Blog Post

the politics of internet spectacle

A few days ago I attended the inaugural event of the Digital Media Studies Group at the CUNY Graduate Center. Gabriella Coleman is a cultural anthropologist whose work centers on various online subcultures. For example, in her recent paper, Code as Speech, she examines the cultivation of a legal discourse and expertise among free and open source software (F/OSS) developers, who over the past decade have built a legally persuasive argument for understanding programming code as speech rather than as intellectual property. Because freedom of speech is vigorously protected in liberal democracies, this is a strategic choice by F/OSS developers as well as an ideological one. More recently, Coleman has been studying what she terms the antipodal relations between the Church of Scientology and a certain subset of hackers who work in the tradition of anonymous on Project Chanology and 4chan as part of the protest movement against the practices of the church.

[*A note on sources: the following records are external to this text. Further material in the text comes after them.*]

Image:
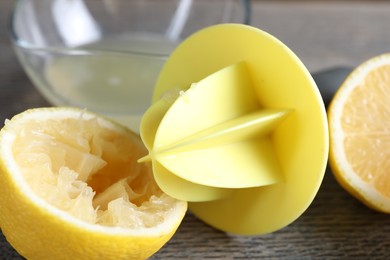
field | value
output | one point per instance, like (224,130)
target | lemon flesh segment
(358,120)
(72,179)
(272,78)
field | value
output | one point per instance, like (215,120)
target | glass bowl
(105,55)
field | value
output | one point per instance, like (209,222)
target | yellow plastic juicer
(238,128)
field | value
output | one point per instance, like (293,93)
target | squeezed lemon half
(72,188)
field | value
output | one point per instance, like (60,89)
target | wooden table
(324,35)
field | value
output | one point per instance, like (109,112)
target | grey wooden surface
(324,35)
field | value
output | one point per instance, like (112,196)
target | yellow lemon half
(71,188)
(359,121)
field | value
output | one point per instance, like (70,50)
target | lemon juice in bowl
(114,76)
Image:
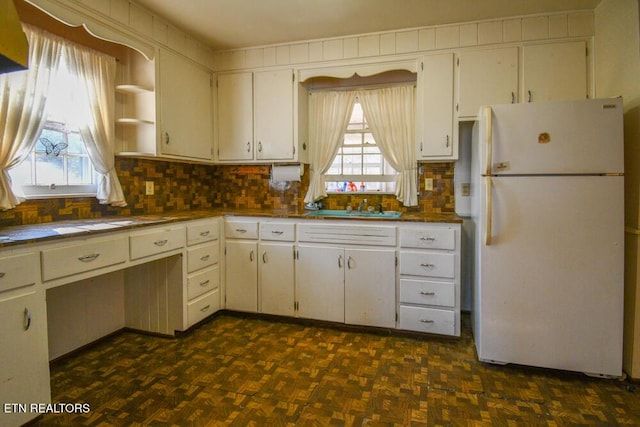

In both of these projects she employs an ethnographic methodology  of deep hanging out, similar to the approach of danah boyd in her scholarship on youth sociality in new social media networks.

Coleman's talk touched on many of the issues that I have been occupying myself with lately, some of which are related to my current research and some of which are more in the domain of interstitial distractions. I thought I would use this space to toss out an idea that has been rolling around inside my brain, and this is about a certain cultural circuit that I think runs through the self-proclaimed lulz practices of some hackers and trolls, the disciplinary and authoritarian tactics of the Church of Scientology, and the conceptual work of lifestyle enactment in which pop artist Lady Gaga traffics. It seems to me that all three are mucking around in the politics of internet spectacle and are articulating identities based on the ideas of audaciousness and performativity and the idea of the right to self-proclaim ones own fame, perhaps the dirty underside of the neoliberal capitalist regime.

Watch The Fame here:

The Fame is a mashup of a handful of different songs from Lady Gaga's first album also entitled The Fame, a repackaging of sorts into a new genre of music video turned rock opera slash mock foreign film. At 0:56, in the transition from the first act to the second, Gaga wears sunglasses which are a creation of her bicoastal design team Haus of Gaga. The eye part of the sunglasses are made of repurposed ipods. These Haus of Gaga video glasses can play video that is loaded onto them, thus instantiating the message that pop music will never be low brow. This video depicts the logical end result of remix culture in a neoliberal capitalist regime in which pure vanity is rewarded and it is possible to enact an underground lifestyle and sell it.


Ethan Tussey, another HASTAC scholar, recently wrote a blog post about the idea of digitextuality in the American version of television show The Office, in relation to the episode about Jim and Pam's wedding. This episode features a sequence that harkens back to a certain internet meme, the JK Wedding Entrance video. Tussy uses this example to illustrate a certain discursive mode that has emerged and become ubiquitous through the medium of the internet and more specifically web 2.0 and the rise of networked social media. This discursive mode is characterized by the practice of repurposing technological content, forms and processes with the aim of reaching into specialized niche markets. The new texts that are created (the episode of The Office and Lady Gaga's narrative rock opera) rely on existing semiotic associations between commodities and audiences, or markets.